7.09.2007

Relato: A la sombra del roble

A la sombra del roble

“Por todo aquello que debimos pensar, y no pensamos.
Por todo aquello que debimos decir, y no dijimos.
Por todo aquello que debimos hacer, y no hicimos.”




Minutos antes de llegar a su cita diaria con ella repasaba mentalmente sus frases, como si fuese un actor de teatro nervioso antes de dar comienzo la obra. Ensayaba su saludo y su despedida, calculaba cuando seria el momento justo, el acertado, en el que una vez más le declararía su amor, en el cual le diría que la amaba con todo su ser. Mientras se dirigía a la cita no paraba de mirar su reflejo en las cristalinas aguas del río, comprobando que su aspecto era el correcto, se aclaraba la voz para que esta no se quebrara en el momento en que más necesitaría de ella, y limpiaba las hojas de las rosas que siempre le regalaba.
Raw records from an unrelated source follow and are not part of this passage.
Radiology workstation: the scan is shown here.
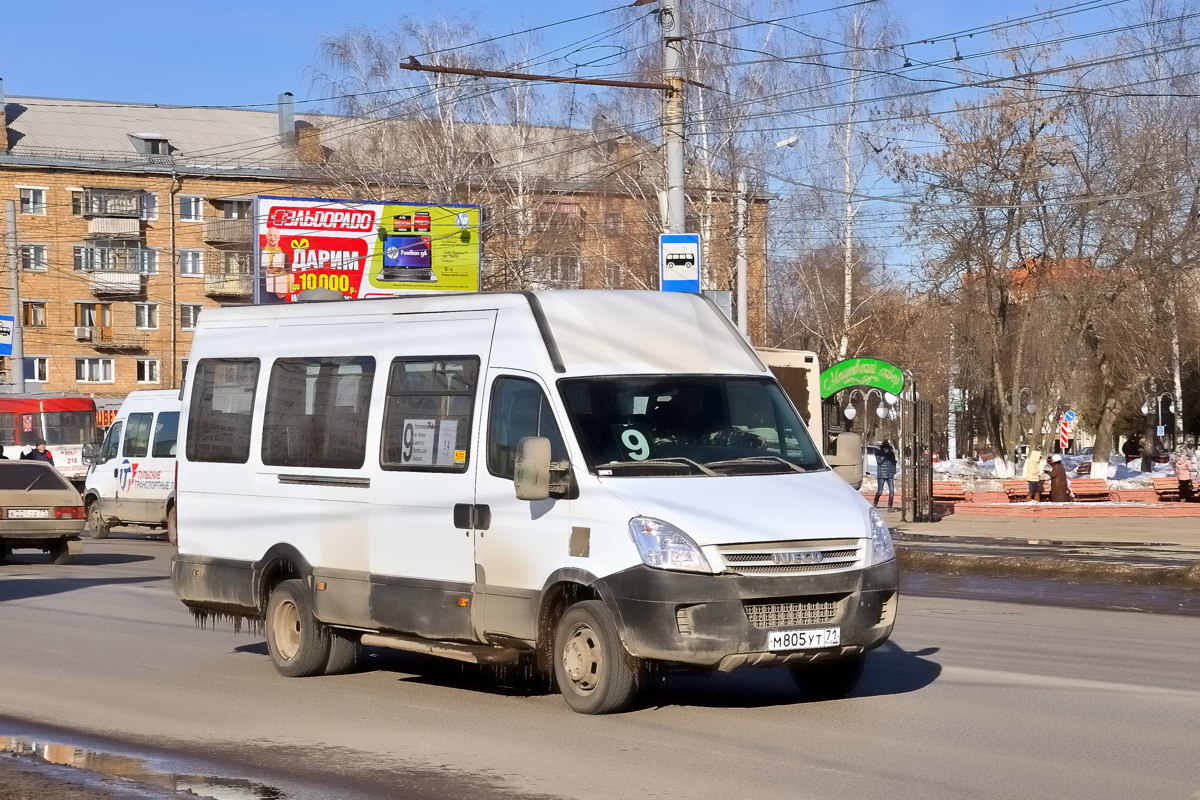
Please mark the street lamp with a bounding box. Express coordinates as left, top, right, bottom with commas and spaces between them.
1141, 392, 1175, 449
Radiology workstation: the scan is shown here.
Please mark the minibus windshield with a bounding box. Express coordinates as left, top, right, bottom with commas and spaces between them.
559, 375, 826, 476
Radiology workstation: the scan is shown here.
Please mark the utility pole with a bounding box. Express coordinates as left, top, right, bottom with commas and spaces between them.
659, 0, 688, 234
5, 200, 25, 395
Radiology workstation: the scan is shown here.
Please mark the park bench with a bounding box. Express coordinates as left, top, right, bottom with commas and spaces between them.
1003, 481, 1046, 503
1070, 477, 1109, 503
1150, 477, 1180, 503
934, 481, 967, 503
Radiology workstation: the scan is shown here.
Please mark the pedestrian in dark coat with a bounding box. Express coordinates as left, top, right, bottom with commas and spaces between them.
872, 439, 896, 511
20, 440, 54, 465
1050, 453, 1075, 503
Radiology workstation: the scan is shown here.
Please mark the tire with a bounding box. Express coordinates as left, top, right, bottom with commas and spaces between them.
325, 630, 362, 675
50, 539, 74, 564
88, 500, 113, 539
554, 600, 641, 714
264, 579, 331, 678
788, 655, 866, 700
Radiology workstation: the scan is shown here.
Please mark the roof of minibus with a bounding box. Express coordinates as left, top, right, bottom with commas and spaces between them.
200, 289, 764, 374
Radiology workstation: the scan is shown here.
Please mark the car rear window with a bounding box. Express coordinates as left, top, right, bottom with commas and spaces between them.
0, 463, 71, 491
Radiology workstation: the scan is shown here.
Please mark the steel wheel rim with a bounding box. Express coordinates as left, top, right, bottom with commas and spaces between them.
271, 600, 300, 661
563, 622, 604, 694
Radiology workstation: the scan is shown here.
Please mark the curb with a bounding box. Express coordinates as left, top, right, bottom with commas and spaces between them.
896, 551, 1200, 589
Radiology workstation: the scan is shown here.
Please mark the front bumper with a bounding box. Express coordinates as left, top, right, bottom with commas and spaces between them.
599, 559, 899, 670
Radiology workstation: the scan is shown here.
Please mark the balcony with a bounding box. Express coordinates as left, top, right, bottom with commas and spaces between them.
204, 218, 254, 245
88, 217, 142, 239
80, 188, 144, 219
204, 249, 253, 297
90, 269, 146, 296
74, 326, 150, 350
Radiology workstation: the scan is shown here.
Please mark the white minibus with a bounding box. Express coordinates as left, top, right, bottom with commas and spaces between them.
172, 290, 898, 714
83, 389, 180, 541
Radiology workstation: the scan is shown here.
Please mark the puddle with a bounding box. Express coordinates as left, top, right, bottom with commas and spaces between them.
0, 736, 298, 800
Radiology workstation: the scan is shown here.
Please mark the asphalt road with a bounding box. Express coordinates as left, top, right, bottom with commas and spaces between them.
0, 537, 1200, 800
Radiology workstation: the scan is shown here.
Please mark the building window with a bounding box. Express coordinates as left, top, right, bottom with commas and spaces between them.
76, 302, 113, 327
179, 302, 204, 331
20, 186, 46, 216
20, 300, 46, 327
142, 192, 158, 219
179, 196, 204, 222
18, 245, 46, 272
24, 355, 50, 384
138, 359, 158, 384
221, 200, 250, 219
179, 249, 204, 277
133, 302, 158, 330
76, 359, 113, 384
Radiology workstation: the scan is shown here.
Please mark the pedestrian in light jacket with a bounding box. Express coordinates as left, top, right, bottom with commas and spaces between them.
1021, 450, 1045, 503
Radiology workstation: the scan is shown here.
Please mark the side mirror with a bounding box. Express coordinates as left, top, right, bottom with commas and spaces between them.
826, 433, 863, 489
512, 437, 550, 500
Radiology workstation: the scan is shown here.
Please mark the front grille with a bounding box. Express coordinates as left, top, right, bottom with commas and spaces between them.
745, 599, 841, 631
720, 539, 864, 575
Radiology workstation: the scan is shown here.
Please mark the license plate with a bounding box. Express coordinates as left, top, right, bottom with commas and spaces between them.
767, 627, 841, 650
8, 509, 50, 519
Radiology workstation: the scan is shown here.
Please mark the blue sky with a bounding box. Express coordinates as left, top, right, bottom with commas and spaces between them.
0, 0, 1032, 106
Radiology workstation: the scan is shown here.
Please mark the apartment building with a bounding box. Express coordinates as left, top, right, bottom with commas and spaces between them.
0, 83, 766, 405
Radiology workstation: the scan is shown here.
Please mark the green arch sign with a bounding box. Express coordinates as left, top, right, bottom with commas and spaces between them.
821, 359, 904, 399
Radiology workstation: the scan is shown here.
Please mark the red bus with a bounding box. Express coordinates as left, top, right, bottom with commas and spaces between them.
0, 393, 100, 482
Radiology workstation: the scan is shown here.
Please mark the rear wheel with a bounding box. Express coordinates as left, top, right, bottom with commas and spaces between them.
325, 631, 362, 675
788, 655, 866, 700
554, 600, 640, 714
88, 500, 113, 539
50, 539, 74, 564
265, 579, 331, 678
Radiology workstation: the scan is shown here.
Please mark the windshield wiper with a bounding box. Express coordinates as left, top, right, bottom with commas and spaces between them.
596, 456, 718, 477
704, 456, 809, 474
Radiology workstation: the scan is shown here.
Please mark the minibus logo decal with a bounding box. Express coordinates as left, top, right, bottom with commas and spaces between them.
770, 551, 824, 566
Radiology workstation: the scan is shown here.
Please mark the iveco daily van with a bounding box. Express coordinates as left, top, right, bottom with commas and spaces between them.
83, 389, 180, 541
172, 291, 898, 714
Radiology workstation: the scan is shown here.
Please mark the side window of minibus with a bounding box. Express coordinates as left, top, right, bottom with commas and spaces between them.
487, 377, 566, 479
379, 356, 479, 473
100, 422, 125, 463
124, 414, 154, 458
150, 411, 179, 458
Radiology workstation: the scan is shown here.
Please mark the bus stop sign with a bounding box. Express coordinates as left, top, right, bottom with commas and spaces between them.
659, 234, 700, 294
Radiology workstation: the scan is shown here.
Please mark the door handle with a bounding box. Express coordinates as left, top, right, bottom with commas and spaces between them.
454, 503, 492, 530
Pero sabía perfectamente que cuando estuviese ante ella seria incapaz de aguantarle la mirada, su voz no seria más que apenas un audible murmullo, y se sentiría el hombre más pequeño de la creación en su presencia. Tal era su hechizo.

Ella lo esperaba siempre en el mismo lugar, bajo la sombra perpetua que brindaba aquel enorme roble.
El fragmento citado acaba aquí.